In the past, the mechanism for breaking entrenched power structures was uncomfortable. Revolutions. General strikes. Economic disruption that made the cost of maintaining the status quo higher than the cost of changing it. The historical record on this is not particularly subtle.
But the apparatus we live inside now is more sophisticated. Distraction is abundant and cheap. The cost of survival is high enough to consume most of people’s energy. The tribal sorting machine of modern media keeps any sustained coalition from forming across the lines that would make it effective. The government doesn’t need to silence dissent when dissent can be redirected into outrage at the wrong target, or dissipated into an election cycle that produces no structural change.
Are we too domesticated to do anything about it? I include myself in this. I write articles. I explain the mechanics of the system to people who can already see it. And the system continues.
I don’t have a revolution on offer. I don’t have a political party that has earned your trust on this issue — neither of them has, and the evidence for that claim is fifty years long. What I have is something simpler, and something that has worked since before any of these hearings existed.
Overgrow the Government
The most powerful act of cannabis civil disobedience isn’t a protest sign or a petition or a vote for a candidate who will probably disappoint you on this within eighteen months of taking office.
It’s a seed in soil.
It has always been a seed in soil. The government can control commerce. It can regulate dispensaries and tax supply chains and revoke licenses. What it cannot do is reach into every backyard, every basement, every balcony where someone with a few seeds and some basic knowledge is growing their own medicine. Prohibition has never stopped that, and it never will.

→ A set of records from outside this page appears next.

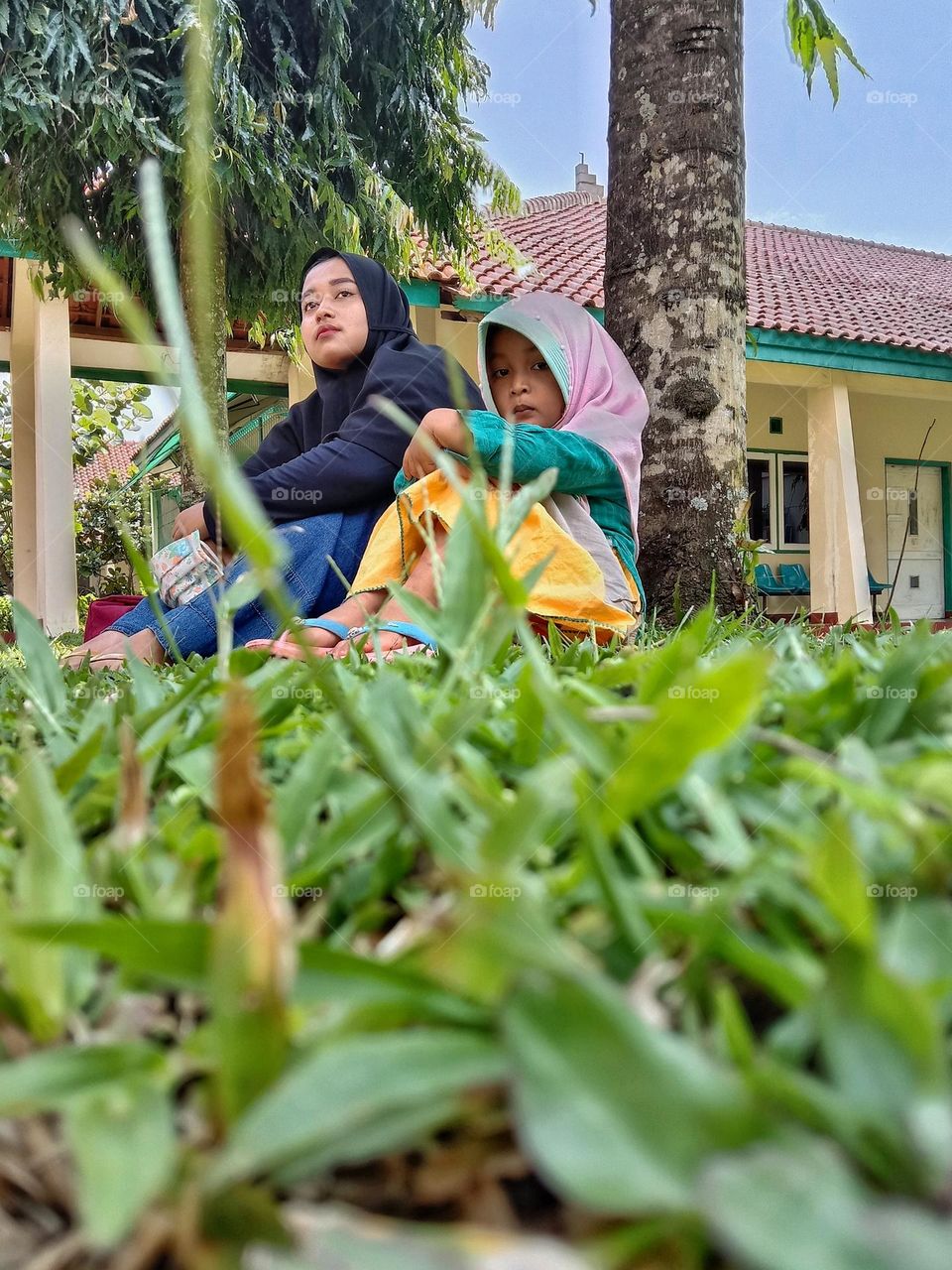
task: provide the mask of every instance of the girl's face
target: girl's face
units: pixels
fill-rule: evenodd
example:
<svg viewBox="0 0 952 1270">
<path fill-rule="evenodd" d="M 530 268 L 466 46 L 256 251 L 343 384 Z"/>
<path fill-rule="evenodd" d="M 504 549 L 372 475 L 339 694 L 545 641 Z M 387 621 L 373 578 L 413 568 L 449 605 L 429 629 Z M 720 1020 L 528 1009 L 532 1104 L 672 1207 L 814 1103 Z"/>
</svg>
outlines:
<svg viewBox="0 0 952 1270">
<path fill-rule="evenodd" d="M 489 382 L 496 410 L 508 423 L 553 428 L 565 413 L 555 375 L 533 343 L 498 326 L 486 349 Z"/>
<path fill-rule="evenodd" d="M 343 371 L 367 347 L 367 310 L 349 267 L 336 255 L 319 260 L 301 293 L 301 337 L 315 366 Z"/>
</svg>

Grow your own. Share seeds with people you trust. Build the knowledge networks — how to cultivate, how to breed, how to process, how to store. Make the plant so distributed, so woven into the fabric of community practice, that the enforcement apparatus runs out of things to effectively prosecute. Not as an act of aggression, but as an act of autonomy. Your body, your medicine, your garden.
They can stack a hearing with opponents. They can fund studies calibrated to produce alarming headlines. They can roll back laws in states where voters said yes. But they cannot dig up every seed.
If you’ve followed this situation closely and haven’t yet lost faith in the formal process to produce real change on its own, I genuinely don’t know what additional evidence you’re waiting for. The emperor has been naked for years. We’ve been politely describing his outfit.
For the rest of the free thinkers: build the future in the dirt. One seed at a time. Because if they won’t liberate the plant, we will.